The problem is the widening divide between parents who are able to support their children’s education outside school, and those who are not. This chasm has long existed, but the Covid pandemic has exacerbated our 21st-century parenting gap. In the wake of school closures, surveys found that some parents were increasingly engaged with their children’s learning; while others were not. In an increasingly polarised world outside schools, the work of American sociologist Annette Lareau seems ever more relevant. Lareau characterised the sharp-elbowed activities of middle-class parents as “concerted cultivation”, involving their children in structured cultural activities and discussions over the dinner table. In contrast, working-class parents practised “natural growth parenting” – a hands-off approach to schooling.
As any teacher will tell you these are generalisations: parental styles vary among parents of all social classes. But we need to be wary of slipping into a deficit mindset, blaming parents for not keeping up with the Joneses on all these extracurricular efforts. When parents are juggling several precarious jobs to pay the bills, or have limited knowledge of how the education system works, they may not have the time or resources to support their children in the most beneficial ways. Indeed in the post – pandemic era, even the basic rights for children – adequate food, heating, clothing, the ability to travel to school and the space for study – have been eroded.

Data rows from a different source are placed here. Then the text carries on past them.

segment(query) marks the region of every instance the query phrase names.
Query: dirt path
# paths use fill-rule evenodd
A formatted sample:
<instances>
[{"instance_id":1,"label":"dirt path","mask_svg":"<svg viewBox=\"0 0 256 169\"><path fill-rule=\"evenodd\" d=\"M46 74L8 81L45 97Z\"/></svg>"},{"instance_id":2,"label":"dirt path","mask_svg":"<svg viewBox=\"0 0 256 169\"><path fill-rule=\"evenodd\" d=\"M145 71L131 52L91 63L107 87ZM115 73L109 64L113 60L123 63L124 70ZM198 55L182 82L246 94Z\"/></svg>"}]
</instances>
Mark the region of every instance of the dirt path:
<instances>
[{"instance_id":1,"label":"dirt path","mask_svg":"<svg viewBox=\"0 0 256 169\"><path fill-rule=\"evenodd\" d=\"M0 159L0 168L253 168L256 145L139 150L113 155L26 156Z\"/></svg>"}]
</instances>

What is critical to understand if we are to tackle education disparities is that Lareau’s “cultivated” children are primed to succeed in school environments, and encouraged to seek feedback from their teacher if they don’t understand something. Other children lose out.
In my work with school leaders we explore ways of forming non-hierarchical, mutually respective relationships with all parents. All schools should publish parent partnership plans, made available to the whole school community, which would demonstrate what schools are doing to empower all parents to help develop habits in the home learning environment. This “parent promise” would be a win-win strategy for teachers, as children would be more likely to attend school and better prepared to learn in classrooms. Teachers should also be given guidance on how to work with parents.
Until we bridge this divide, I’m afraid that for many parents one of our most important jobs will remain a hit and miss affair. Education is much more than academic grades.